Atho held out his hand to Olive and, when she took hold of it, he pulled her up from the chair. ‘Come with me, lady. I will take you to him.’

He tucked the tea-towel he was carrying into the waistband of his apron and led Olive down the old familiar path at the side of the Lemon Tree to the house where Maria-Grazia and Theo Petrakis had once lived. Now there were changes to see. The little cottage was no more. In its place was a beautiful new double-fronted, two-storey villa painted pale mimosa. The door was split, the top part open, the bottom half closed.

‘Papa,’ the young man called. ‘I have an old friend for you.’

And there, in the top half of the door, appeared a man. Atho.
Her
Atho. The same strong jaw, the same shock of hair, though flecked with far more white now, the same soft lips and dark, dark eyes. Those eyes were shock-wide now, the mouth drooped in disbelief.

‘Olive?’ he called. ‘No, you can’t be. It is a dream.’

Then Atho Senior threw open the bottom part of the door and lunged down the short path towards his son and the visitor. His big arms enclosed her, then he held her out at arm’s length to look at her, as if he could not believe she was really here, then his arms came around her again and crushed her to him. Behind her, young Atho seemed to be telling his father to be careful and not handle his guest so roughly. If that was the case, Olive hoped her Atho would totally ignore him.

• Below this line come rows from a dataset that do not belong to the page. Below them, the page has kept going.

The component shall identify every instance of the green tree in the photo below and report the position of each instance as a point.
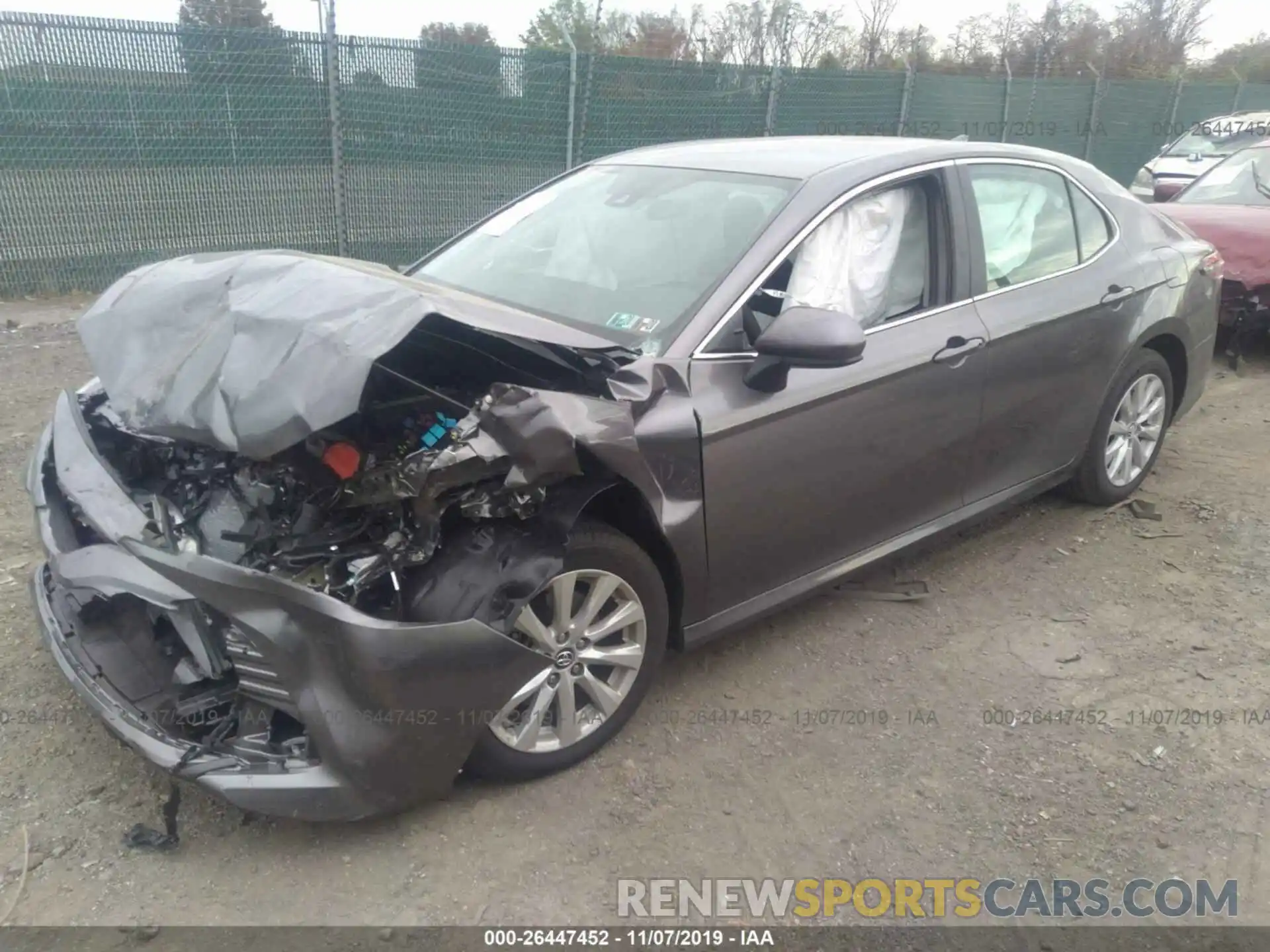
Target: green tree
(452, 56)
(235, 41)
(465, 34)
(546, 30)
(1250, 60)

‘This is Olive,’ Atho announced to his son in a soft and tender voice. ‘She is a very old friend of your papa. A dear and beautiful old friend.’

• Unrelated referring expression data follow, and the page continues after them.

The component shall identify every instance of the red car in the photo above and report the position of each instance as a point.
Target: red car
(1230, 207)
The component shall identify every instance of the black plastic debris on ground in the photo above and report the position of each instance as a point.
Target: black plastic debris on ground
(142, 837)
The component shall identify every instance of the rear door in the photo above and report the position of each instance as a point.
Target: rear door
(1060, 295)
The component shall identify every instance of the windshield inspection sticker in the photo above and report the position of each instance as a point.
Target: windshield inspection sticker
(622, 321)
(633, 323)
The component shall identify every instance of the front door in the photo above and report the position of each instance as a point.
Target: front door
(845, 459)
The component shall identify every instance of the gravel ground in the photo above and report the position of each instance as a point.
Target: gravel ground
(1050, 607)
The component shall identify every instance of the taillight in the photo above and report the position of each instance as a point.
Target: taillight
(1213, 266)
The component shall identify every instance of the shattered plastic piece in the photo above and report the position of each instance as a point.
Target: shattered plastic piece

One arm stayed around Olive and he pulled her towards the house.

‘Go, Atti,’ he said to his son. ‘I have a lady to entertain. A lady from England who I have not seen for twenty years.’

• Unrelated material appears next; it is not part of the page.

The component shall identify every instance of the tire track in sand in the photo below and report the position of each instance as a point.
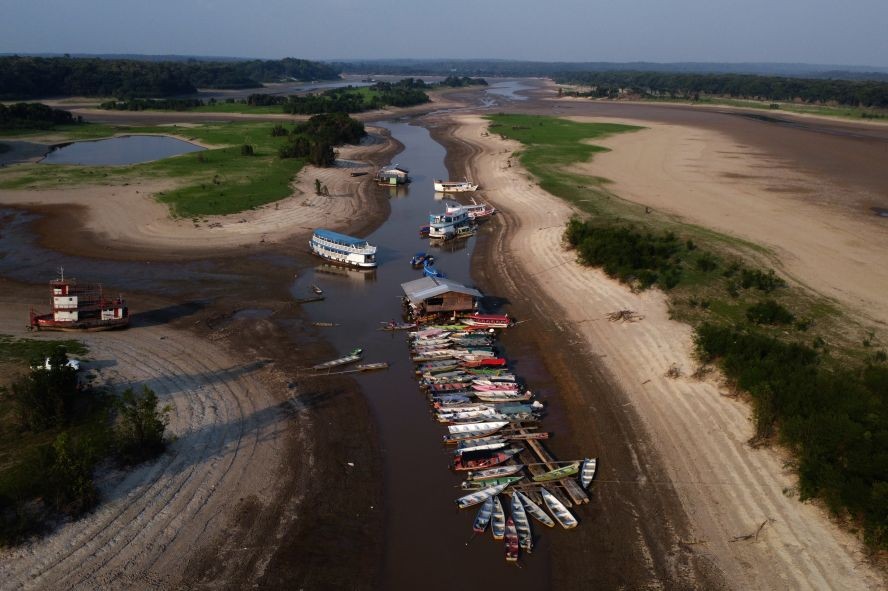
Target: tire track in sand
(727, 489)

And Atho Junior laughed and waved and said, ‘I am going, Papa. I am going back to be your slave in the café.’

‘Come, Olive, come into my house. Are you all right? Atti says I have to be gentle with you.’

‘I’m fine. I just felt a bit faint when I saw him. I thought he was you.’

‘How nice you think I am seventeen,’ said Atho, taking Olive’s hand now and turning to face her. His other hand came upwards as a gentle cup to her cheek and his brown eyes bored deep into her.

‘I can’t believe it. I can’t believe it is you. Twenty years and you are here. How long are you staying with me? Are you here for ever?’

‘I’m on a cruise. I’m just on the island for a few hours,’ said Olive, unable to stop herself pushing her cheek deeper into his hand. His skin smelled the same – soap-clean with the merest hint of sweet herb. She closed her eyes and the years between now and their last meeting disappeared.